The organisation says within its submission to the Sunak’s Autumn Budget and Spending Review that the rental market is already facing a ‘cliff edge’ as the private rented sector struggles to keep up with demand, but that rent arrear and a crumbling court system are making the situation worse.

Such an exodus of landlords would be catastrophic for the housing system, including the many people who rely on the private rented sector to meet their housing needs.
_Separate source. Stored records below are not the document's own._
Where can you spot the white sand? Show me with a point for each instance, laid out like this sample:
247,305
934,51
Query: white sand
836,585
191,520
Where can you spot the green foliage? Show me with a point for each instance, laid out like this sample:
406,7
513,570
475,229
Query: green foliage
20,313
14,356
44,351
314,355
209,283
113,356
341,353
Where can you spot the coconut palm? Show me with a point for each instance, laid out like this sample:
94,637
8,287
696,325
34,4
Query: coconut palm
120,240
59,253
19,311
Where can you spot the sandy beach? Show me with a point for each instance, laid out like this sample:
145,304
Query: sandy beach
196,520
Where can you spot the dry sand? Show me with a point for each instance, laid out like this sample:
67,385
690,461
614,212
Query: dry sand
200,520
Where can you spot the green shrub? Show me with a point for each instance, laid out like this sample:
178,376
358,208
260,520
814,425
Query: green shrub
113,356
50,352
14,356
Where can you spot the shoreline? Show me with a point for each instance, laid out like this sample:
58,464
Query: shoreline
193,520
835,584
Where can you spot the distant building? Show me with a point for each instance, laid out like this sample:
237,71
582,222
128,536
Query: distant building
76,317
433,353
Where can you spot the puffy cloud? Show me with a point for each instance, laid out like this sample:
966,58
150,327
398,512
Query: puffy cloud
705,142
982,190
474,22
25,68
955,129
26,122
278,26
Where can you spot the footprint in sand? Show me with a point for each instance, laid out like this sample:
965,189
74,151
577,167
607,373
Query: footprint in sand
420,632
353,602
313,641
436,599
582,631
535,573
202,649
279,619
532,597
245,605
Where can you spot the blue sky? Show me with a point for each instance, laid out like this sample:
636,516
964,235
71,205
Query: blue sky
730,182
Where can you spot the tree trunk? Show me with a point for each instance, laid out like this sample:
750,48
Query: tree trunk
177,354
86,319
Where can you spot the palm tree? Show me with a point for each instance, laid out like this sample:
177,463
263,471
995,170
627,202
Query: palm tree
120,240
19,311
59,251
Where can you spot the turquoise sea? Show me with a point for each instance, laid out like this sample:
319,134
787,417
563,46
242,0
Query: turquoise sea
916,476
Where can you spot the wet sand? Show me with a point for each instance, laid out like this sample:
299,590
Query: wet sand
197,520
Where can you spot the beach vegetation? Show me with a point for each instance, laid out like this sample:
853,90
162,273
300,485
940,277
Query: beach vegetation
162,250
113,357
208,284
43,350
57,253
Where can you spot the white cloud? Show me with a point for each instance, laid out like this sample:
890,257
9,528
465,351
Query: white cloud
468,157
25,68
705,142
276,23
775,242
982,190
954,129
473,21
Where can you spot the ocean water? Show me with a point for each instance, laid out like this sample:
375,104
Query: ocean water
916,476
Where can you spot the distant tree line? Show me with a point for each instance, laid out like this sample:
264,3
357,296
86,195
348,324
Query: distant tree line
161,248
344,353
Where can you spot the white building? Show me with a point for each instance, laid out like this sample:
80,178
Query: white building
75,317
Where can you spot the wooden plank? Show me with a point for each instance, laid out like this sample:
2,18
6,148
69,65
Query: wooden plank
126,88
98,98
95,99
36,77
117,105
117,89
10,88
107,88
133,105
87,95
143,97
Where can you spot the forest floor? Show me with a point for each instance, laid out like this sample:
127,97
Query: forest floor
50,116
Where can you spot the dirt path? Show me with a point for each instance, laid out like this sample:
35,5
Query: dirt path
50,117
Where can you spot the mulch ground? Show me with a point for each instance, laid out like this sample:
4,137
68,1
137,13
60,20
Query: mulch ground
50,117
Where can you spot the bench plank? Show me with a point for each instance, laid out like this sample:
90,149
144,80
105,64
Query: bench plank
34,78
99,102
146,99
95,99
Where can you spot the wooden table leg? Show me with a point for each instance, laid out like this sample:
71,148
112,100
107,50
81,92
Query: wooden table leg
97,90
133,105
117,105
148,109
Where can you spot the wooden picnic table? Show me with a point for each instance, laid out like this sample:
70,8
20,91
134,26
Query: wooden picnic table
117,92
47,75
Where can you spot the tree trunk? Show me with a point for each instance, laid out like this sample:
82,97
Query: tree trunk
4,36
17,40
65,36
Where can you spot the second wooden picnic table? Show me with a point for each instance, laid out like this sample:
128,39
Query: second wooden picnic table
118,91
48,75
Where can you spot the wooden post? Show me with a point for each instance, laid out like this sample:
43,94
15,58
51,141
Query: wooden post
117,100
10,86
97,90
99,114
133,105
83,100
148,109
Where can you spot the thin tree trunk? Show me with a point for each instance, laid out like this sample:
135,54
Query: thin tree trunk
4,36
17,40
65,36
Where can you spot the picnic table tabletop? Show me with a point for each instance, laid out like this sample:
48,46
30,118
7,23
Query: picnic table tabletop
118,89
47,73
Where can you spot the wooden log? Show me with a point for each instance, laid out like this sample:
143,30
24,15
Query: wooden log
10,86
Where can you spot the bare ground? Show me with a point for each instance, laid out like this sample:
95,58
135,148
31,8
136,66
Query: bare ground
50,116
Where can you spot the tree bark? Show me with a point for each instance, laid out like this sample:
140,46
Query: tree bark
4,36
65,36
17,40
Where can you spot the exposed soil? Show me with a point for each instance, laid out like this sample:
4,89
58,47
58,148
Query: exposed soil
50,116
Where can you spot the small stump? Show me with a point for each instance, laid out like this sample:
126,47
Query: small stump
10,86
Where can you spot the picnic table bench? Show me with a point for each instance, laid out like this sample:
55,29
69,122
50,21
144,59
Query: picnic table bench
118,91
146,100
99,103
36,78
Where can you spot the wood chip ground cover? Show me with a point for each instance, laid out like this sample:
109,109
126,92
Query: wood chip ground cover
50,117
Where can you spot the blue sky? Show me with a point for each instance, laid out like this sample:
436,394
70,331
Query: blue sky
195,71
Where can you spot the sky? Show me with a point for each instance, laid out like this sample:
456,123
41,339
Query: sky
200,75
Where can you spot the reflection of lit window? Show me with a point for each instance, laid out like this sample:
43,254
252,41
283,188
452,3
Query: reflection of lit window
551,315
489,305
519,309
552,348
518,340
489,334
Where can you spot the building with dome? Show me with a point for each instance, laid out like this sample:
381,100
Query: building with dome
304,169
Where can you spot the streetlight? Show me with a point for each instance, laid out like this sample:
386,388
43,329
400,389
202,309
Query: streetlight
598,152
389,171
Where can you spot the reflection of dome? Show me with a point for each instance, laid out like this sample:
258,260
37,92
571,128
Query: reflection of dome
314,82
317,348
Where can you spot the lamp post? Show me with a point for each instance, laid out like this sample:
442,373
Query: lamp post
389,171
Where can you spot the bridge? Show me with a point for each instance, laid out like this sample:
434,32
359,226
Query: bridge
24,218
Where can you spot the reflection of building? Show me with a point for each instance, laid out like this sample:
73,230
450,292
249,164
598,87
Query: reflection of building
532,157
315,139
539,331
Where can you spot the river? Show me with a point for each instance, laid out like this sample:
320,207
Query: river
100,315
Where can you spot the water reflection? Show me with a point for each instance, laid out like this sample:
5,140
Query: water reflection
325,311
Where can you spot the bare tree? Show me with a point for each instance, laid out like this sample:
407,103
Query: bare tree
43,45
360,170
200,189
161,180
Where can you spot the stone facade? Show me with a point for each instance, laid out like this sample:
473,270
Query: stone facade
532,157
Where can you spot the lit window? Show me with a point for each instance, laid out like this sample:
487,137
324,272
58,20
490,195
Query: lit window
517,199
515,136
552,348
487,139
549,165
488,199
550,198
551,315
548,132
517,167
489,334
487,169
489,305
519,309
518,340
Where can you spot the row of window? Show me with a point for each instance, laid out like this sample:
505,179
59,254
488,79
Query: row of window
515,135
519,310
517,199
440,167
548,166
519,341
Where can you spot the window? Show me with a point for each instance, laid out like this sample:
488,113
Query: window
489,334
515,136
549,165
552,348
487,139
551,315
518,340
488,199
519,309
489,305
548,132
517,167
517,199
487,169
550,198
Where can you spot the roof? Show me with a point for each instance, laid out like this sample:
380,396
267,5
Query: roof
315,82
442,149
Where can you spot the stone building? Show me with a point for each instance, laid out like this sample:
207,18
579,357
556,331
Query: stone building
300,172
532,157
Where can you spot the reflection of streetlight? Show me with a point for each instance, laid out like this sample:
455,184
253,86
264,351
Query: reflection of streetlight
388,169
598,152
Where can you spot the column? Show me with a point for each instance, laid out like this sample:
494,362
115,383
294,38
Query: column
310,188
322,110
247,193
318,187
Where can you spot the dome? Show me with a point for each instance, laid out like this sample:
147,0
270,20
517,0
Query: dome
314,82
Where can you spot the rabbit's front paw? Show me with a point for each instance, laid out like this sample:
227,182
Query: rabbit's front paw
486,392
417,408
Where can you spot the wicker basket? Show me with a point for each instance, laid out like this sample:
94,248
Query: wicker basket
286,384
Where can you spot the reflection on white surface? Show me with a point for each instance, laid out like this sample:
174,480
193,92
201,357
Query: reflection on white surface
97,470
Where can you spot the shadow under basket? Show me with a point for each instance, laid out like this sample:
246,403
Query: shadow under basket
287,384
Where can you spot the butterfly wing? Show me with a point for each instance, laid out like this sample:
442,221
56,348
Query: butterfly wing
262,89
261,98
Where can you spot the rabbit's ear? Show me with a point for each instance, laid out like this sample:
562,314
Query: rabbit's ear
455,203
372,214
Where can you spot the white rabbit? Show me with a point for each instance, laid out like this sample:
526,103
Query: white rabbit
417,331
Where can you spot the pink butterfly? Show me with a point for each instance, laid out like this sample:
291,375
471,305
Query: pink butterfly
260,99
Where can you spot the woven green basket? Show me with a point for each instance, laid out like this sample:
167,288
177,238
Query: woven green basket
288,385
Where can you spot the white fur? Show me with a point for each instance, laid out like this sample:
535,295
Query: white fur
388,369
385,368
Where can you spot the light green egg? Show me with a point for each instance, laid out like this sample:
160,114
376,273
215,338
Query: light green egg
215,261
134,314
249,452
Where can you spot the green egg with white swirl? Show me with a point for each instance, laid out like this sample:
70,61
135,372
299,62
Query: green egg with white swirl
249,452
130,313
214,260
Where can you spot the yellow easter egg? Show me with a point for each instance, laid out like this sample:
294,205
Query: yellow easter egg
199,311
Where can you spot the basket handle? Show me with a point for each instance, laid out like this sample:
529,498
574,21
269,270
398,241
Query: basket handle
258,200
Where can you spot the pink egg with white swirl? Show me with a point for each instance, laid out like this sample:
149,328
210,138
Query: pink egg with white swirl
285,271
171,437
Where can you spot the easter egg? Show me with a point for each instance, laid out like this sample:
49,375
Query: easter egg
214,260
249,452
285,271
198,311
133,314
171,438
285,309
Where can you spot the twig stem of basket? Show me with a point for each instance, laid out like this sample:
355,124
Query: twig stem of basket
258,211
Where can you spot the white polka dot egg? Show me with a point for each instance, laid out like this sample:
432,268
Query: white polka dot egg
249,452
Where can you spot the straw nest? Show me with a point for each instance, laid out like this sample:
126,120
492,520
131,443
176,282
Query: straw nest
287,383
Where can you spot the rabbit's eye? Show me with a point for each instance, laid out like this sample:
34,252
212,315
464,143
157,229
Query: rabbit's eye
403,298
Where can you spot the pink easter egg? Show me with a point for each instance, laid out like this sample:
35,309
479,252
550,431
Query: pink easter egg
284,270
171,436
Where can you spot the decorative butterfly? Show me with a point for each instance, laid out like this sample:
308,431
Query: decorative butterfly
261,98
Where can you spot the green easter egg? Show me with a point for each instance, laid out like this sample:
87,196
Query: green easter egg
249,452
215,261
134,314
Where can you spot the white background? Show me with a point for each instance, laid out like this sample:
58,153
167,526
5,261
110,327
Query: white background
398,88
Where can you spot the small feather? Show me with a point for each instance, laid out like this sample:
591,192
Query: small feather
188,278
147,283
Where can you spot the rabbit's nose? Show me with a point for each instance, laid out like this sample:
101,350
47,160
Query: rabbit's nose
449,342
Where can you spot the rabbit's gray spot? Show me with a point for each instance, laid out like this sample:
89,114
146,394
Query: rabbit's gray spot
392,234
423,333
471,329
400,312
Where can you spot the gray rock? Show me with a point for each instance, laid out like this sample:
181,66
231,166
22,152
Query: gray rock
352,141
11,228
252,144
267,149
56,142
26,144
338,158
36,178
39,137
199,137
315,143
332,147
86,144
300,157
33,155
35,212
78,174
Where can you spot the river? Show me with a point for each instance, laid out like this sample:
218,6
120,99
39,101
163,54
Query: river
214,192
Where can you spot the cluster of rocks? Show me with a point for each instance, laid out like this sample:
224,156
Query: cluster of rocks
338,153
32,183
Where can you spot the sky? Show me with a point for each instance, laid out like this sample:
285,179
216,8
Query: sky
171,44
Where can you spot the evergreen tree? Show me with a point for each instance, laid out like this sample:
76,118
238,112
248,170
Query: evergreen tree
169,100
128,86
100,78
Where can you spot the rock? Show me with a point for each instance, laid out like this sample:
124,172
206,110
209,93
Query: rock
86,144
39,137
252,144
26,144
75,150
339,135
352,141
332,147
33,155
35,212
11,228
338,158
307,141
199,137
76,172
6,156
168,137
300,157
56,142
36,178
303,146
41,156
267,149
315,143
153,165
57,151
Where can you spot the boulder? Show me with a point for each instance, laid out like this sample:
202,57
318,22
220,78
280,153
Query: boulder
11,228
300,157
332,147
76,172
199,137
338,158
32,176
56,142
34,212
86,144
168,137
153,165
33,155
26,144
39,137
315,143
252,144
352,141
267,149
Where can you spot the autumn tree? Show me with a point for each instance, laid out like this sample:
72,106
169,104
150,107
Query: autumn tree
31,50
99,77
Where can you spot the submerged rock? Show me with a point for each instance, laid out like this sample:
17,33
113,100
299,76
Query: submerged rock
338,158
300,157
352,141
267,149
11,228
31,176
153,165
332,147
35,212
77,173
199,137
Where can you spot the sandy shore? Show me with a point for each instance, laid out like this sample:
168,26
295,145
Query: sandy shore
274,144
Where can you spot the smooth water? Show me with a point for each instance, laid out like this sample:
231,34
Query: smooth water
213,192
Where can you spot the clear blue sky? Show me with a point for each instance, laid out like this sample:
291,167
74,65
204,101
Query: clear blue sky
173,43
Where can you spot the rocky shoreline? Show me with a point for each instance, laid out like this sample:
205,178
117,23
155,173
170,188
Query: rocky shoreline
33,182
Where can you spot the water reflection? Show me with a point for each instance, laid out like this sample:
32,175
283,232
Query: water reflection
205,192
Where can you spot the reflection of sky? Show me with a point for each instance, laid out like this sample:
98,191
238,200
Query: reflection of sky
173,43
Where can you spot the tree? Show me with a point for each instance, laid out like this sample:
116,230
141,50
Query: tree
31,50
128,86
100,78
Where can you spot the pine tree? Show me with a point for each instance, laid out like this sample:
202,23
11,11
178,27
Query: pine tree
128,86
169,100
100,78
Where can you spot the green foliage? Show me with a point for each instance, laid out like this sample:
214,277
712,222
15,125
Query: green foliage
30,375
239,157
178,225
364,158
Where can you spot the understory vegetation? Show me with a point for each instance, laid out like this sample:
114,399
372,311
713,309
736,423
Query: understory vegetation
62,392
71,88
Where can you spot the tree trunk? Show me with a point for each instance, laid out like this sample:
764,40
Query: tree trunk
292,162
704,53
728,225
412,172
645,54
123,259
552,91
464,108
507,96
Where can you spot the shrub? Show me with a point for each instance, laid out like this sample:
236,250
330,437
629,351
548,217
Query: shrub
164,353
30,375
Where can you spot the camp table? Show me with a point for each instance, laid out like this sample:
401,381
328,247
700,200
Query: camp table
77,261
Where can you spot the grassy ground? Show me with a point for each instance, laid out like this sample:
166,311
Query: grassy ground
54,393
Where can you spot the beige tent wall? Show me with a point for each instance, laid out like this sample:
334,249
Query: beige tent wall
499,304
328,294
Research completed recently by broker The Mortgage Works found that 20% of landlords are likely to sell property in the next 12 months.

Tax implications

Propertymark says this is down to a combination of moving goal posts, tax implications, tenant debt and a backlog in the courts as reasons many smaller portfolio landlords are being left with few options.

The trade body says the effect on landlords has been compounded over the pandemic and official government figures show the proportion of private renters in arrears has tripled during the pandemic, from 3% between April 2019 and March 2020 to 9% during November and December 2020.

It warns that if the upward trend in this data continues the number of renters in arears could reach almost 800,000 by the end of 2021.

Mark Hayward, Chief Policy Advisor for Propertymark says: “We are urging the UK Government to look at the bigger picture here.

“It’s not about propping up landlords but more about doing the right thing for the country as we work to build back better from the devastating effects of the pandemic.”